Reputation: 1903
I have a program that runs in Python 2 and Python 3, but there is a drastic difference in speed. I understand a number of internal changes were made in the switch, but the difference in io.BufferedReader are really high. In both versions, I use io.BufferedReader because the main program loop only needs data one byte at a time. Here is an excerpt from the cProfile output for the script (see cumtime, not tottime):
Python 2:
ncalls tottime percall cumtime percall filename:lineno(function)
36984 0.188 0.000 0.545 0.000 io.py:929(read)
Python 3:
36996 0.063 0.000 0.063 0.000 {method 'read' of '_io.BufferedReader' objects}
When I print the object, both return something like io.BufferedReader
so I am certain they are both using BufferedReader.
Here is the code in question. See line 28. The caller is responsible for setting up bufstream. I used bufstream = io.open('testfile', 'rb')
Why is there such a drastic difference in speed of BufferedReader for reading single bytes in the files, and how can I "fix" the issue for Python 2.x? I am running Python 2.6 and Python 3.1.
Upvotes: 2
Views: 2825
Reputation: 82942
To give you a fuller answer, one would need to see your code (or, better, an executable precis of your code).
However a partial answer can be gleaned from your profile output: io.py
suggests that "Python 2" (for avoidance of doubt, give the actual version numbers) is implementing BufferedReader in Python, whereas _io.BufferedReader
suggests that "Python3" is implementing it in C.

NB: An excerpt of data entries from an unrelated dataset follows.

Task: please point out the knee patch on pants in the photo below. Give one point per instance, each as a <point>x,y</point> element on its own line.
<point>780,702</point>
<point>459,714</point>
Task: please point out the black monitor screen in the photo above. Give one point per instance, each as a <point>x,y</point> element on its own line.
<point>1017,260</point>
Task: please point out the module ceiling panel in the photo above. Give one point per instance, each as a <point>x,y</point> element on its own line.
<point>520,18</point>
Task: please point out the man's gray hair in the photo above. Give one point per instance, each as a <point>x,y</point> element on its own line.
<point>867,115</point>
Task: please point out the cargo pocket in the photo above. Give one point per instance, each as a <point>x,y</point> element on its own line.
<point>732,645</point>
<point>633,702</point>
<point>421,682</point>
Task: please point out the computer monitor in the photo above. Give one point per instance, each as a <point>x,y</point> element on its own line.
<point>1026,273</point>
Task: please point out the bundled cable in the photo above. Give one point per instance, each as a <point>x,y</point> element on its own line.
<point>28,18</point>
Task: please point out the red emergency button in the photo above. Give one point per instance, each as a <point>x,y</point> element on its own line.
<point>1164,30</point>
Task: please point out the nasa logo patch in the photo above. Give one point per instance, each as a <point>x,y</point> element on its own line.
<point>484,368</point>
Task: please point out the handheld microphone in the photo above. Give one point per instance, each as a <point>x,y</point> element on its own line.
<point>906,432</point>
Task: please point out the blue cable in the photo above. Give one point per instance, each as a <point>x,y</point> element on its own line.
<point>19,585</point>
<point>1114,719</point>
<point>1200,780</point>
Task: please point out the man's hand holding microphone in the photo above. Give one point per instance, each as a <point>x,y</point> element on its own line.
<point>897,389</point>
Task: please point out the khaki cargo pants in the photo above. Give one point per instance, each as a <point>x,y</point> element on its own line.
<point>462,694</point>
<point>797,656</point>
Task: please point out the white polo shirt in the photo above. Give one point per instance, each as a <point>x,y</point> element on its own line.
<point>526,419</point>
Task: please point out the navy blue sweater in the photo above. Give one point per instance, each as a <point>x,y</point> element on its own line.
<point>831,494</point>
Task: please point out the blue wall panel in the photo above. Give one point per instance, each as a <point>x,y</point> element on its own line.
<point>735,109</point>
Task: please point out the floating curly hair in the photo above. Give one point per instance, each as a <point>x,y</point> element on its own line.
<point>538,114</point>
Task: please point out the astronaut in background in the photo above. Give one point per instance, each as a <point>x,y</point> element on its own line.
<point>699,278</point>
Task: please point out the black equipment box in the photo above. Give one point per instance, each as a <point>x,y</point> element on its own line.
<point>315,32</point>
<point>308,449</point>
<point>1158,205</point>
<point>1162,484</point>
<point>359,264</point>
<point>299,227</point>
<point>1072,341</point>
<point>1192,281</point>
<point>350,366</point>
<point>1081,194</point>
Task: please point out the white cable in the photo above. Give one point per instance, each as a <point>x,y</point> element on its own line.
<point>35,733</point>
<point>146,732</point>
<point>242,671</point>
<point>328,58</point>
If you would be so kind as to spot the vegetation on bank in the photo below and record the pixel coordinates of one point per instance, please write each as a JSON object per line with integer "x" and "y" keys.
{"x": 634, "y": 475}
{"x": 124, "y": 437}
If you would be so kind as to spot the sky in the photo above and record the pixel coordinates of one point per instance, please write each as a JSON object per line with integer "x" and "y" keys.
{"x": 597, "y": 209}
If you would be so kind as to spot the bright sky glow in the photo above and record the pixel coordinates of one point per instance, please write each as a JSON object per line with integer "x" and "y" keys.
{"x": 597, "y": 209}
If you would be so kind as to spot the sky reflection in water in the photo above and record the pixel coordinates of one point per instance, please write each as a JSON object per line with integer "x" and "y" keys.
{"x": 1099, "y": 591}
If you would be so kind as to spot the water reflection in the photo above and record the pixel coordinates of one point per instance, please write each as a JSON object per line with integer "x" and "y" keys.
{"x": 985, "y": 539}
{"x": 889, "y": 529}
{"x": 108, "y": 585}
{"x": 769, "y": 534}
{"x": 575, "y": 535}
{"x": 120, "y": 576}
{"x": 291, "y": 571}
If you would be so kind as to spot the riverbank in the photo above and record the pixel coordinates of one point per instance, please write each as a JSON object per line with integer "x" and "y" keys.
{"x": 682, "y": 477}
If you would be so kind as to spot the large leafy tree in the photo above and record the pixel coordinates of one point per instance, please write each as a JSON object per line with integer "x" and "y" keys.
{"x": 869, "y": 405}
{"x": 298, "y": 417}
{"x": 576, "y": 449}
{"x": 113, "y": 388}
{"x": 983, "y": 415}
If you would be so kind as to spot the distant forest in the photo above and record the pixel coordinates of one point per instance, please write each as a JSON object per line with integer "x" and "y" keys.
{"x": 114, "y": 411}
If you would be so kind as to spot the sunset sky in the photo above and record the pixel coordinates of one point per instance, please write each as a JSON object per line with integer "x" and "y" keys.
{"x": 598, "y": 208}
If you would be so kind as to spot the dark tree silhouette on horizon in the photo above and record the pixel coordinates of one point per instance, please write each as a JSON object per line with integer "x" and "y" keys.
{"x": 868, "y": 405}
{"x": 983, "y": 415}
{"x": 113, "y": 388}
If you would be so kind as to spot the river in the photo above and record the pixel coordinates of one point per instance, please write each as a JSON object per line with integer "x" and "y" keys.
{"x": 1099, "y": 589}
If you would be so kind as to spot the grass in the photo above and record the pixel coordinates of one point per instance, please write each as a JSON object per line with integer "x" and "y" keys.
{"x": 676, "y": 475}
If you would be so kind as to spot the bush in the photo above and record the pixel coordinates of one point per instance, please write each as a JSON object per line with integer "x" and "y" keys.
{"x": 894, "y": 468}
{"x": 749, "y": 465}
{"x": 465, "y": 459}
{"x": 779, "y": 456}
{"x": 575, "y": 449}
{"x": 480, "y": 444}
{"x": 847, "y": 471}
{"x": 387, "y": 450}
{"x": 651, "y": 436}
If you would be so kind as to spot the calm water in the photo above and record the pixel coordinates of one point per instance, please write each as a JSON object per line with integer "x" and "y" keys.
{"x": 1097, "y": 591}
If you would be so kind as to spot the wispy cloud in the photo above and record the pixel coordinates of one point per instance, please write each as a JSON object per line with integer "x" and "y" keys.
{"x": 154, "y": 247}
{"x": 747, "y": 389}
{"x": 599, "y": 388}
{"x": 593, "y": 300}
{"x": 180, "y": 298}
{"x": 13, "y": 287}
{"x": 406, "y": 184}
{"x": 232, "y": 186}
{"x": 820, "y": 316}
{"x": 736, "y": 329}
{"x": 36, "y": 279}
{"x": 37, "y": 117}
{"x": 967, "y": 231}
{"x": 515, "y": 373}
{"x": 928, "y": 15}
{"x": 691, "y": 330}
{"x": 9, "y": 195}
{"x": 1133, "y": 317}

Late-breaking news: Python 2.6's io.py
is over 64Kb and includes the following comment up the front :
# This is a prototype; hopefully eventually some of this will be
# reimplemented in C.
Python 2.7's io.py
is about 4Kb and appears to be a thin wrapper of an _io
module.
If you want real assistance with a workaround for 2.6, show your code.
Probable workaround for Python 2.6
Instead of:
test = io.open('test.bmp', 'rb')
do this:
test = open('test.bmp', 'rb')
Some rough timing figures, including the missing link (Python 2.7):
Windows 7 Pro, 32-bit, approx 5 Mb file, guts of code is:
while 1:
c = f.read(1)
if not c: break
2.6: io.open 20.4s, open 5.1s
2.7: io.open 3.3s, open 4.8s # io.open is better
3.1: io.open 3.6s, open 3.6s # effectively same code is used
So a better story seems to be this: In general, don't faff about with io.open unless you have good reason to e.g. you want 2.7 to go faster.
Upvotes: 6
Reputation: 10663
Using 2.7 should solve this. See PEP 3116 and Python 2.7 doc.
A part of module io is written in python in 2.6, while in 2.7+ the whole module is written in C
Upvotes: 4